事業は航空機エンジン製造から医療機器、金融事業から白物家電まで多岐に渡っています。

wabisuke.hatenablog.jp

 

現在、GEは事業再編の真っただ中です。とくにGE全体で利益の大きかった金融部門であるGEキャピタルを売却します。

 

すでに2015年に事業再編後の株主への還元方針も報告されています。

 

2015年4月に発表されたものでは、GEは金融部門の大半を売却。最大で900億ドルの株主還元を行う方針を表明しました。これまでの多角経営から産業部門に特化と方向転換します。

 

およそ230億ドルの不動産資産は、アメリカ銀行大手のウェルズ・ファーゴ。さらには投資会社ブラックストーンへの売却が決まりました。

 

GEの再編計画では、最大500億ドルの自社株買い。また今後2年間でおよそ300億ドルの不動産資産を売却するほか、GEキャピタルの売却を進める予定。2018年までに利益の90%超を本業となる産業部門で稼ぐ計画です。

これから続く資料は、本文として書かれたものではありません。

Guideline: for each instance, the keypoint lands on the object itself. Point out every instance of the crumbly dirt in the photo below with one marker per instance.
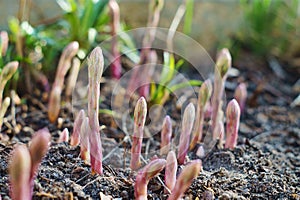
(265, 164)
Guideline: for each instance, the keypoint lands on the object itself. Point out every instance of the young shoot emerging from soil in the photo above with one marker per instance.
(222, 66)
(144, 176)
(233, 113)
(185, 179)
(187, 125)
(140, 113)
(64, 65)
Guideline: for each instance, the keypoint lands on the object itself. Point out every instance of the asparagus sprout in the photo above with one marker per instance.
(171, 170)
(75, 137)
(240, 95)
(63, 66)
(144, 175)
(233, 113)
(203, 100)
(222, 66)
(185, 179)
(95, 70)
(140, 113)
(166, 134)
(3, 43)
(64, 136)
(187, 125)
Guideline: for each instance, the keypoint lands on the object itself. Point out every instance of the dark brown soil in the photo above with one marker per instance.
(265, 165)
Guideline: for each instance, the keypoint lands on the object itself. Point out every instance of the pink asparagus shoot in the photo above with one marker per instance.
(63, 66)
(116, 67)
(148, 71)
(166, 135)
(222, 66)
(233, 113)
(221, 133)
(84, 141)
(190, 172)
(3, 43)
(75, 137)
(64, 136)
(240, 95)
(71, 82)
(19, 173)
(171, 170)
(187, 125)
(140, 113)
(95, 69)
(203, 101)
(24, 165)
(144, 175)
(7, 72)
(3, 109)
(38, 148)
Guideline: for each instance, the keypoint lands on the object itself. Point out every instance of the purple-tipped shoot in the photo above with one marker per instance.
(75, 137)
(187, 126)
(71, 82)
(202, 104)
(24, 165)
(3, 43)
(95, 70)
(38, 148)
(223, 64)
(144, 175)
(171, 170)
(233, 113)
(166, 135)
(190, 172)
(84, 141)
(3, 109)
(240, 95)
(140, 113)
(63, 66)
(64, 136)
(221, 133)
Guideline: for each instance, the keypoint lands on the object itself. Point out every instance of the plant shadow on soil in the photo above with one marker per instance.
(264, 165)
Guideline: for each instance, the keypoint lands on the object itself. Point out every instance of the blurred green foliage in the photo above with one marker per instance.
(268, 27)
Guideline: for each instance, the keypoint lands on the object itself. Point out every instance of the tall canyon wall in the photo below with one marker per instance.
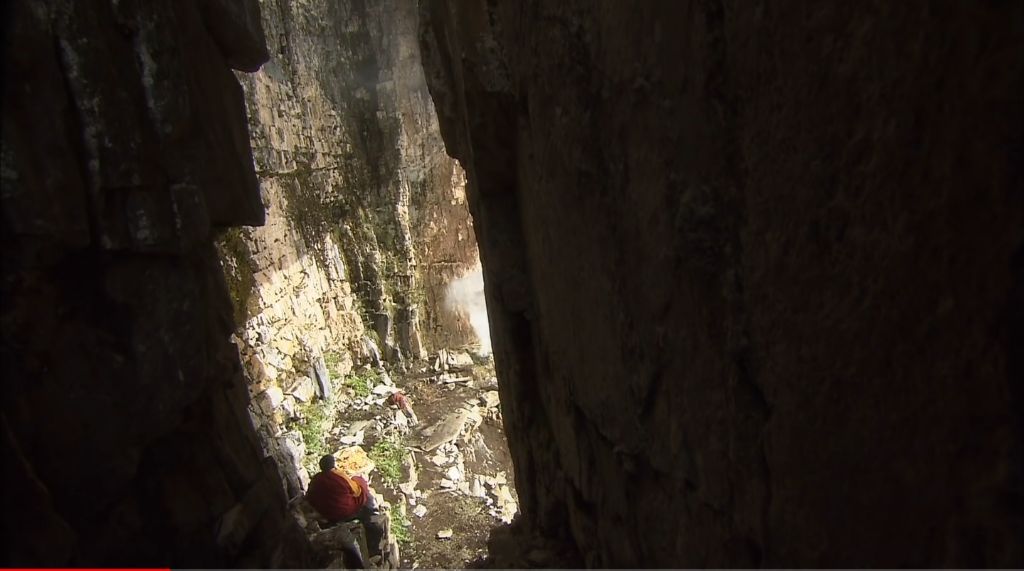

株主への還元として配当と500億ドルの自社株買いを予定してします。

 

GEが金融部門のGEキャピタルを売却するのはリーマンショック後にアメリカが設けたSIFIsからの規制を避けるためもあったと思われます。

 

SIFIsとは

GEを紹介した過去の記事にも書いていますが簡単に説明します。

 

アメリカはリーマンショックの教訓から重要な金融機関に規制を設けました。システム上重要な金融機関(SIFIs)とは、事業や取引規模が大きいため、万が一破綻すると金融システムに大きな影響を与える金融機関のことを指します。

リーマンショック後、金融機関の不適切なリスクテイクを抑制し、モラルハザード防止ため、自己資本規制の強化。リスクの高い業務に対する規制。破綻処理制度の整備等が進められてきました。

SIFIsに認定されたということは、万一破綻した場合に経済全体に甚大な影響をおよぼす可能性が高いということです。

GEが売却をすすめている金融部門のGEキャピタルは、資産規模でアメリカ7位の金融機関です。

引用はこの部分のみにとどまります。